等到夜色深沉,两人各自睡去之前,纪清歌已经将卫家之事听了个满心满耳。
今日来临清接她的,就是卫家孙辈中排行第二的卫家子——卫邑萧。
听到这个名字的时候,纪清歌恍惚觉得有几分耳熟,随即就记上了心头。
——这不就是在说书人口中传奇一般死而复生,出人意料的带着龟兹兵马奇袭了鬼方后援的那个卫家二郎么?
“原本你的舅舅卫远山想让卫肃衡——就是你大表哥,亲自来接你,卫肃衡沉着稳重,行事很让人放心,不过他终究是嫡长,如今卫家举家迁往帝京,嫡长离不得门户。
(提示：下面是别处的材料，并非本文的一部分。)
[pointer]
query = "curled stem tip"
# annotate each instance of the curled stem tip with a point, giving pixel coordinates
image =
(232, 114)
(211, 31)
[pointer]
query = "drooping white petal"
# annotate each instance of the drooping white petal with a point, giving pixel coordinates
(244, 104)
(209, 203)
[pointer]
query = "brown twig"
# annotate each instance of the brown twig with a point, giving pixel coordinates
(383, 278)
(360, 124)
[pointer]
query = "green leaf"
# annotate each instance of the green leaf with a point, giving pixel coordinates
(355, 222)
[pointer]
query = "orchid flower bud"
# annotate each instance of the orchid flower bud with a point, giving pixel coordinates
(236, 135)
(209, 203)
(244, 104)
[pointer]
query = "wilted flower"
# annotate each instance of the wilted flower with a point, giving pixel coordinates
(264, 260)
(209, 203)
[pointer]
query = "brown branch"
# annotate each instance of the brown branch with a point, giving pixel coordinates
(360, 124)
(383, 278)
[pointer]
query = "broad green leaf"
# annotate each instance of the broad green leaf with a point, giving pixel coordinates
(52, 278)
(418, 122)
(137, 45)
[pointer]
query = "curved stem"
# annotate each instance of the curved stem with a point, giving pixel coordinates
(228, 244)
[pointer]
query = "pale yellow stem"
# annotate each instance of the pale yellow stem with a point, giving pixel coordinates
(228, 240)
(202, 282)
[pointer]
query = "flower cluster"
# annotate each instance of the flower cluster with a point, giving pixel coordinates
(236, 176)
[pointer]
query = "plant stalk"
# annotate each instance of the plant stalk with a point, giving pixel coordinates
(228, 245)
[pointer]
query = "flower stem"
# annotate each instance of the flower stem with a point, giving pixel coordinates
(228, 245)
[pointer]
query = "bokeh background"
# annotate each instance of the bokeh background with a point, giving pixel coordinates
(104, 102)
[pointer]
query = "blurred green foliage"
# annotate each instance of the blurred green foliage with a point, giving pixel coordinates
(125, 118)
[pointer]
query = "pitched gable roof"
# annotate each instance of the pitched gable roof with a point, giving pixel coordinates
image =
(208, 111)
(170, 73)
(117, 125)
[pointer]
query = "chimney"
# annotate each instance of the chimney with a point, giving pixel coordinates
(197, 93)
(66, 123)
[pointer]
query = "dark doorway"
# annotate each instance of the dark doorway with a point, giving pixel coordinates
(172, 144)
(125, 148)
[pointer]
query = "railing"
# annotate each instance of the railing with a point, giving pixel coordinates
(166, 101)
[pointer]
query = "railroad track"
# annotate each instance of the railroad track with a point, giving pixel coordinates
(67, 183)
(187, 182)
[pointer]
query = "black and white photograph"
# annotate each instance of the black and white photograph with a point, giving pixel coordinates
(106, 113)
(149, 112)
”
段铭承细细的给她解释:“而卫家的老三卫辰修,那小子……”他顿住话音,想了想措词:“莽撞的很,不够稳重,还缺历练,离独当一面还早……所以是派了老二卫邑萧来接你。”
“你外祖母我已见过,很让人敬服的一个老人家,你舅舅卫远山虽然长年戍边征战,武将气质难免有几分粗粝之处,但却比许多只会蝇营狗苟的文臣端方得多,不欺暗室的一个信人。”
“如今你随我和卫邑萧同路而行,算算时间,应该差不多能赶上卫家西北军的班师回朝。”
“你外祖母和卫家其余女眷,早先一步会乘车进京,一是收拾府邸,二来也是能和迎贺凯旋的仪仗错开。”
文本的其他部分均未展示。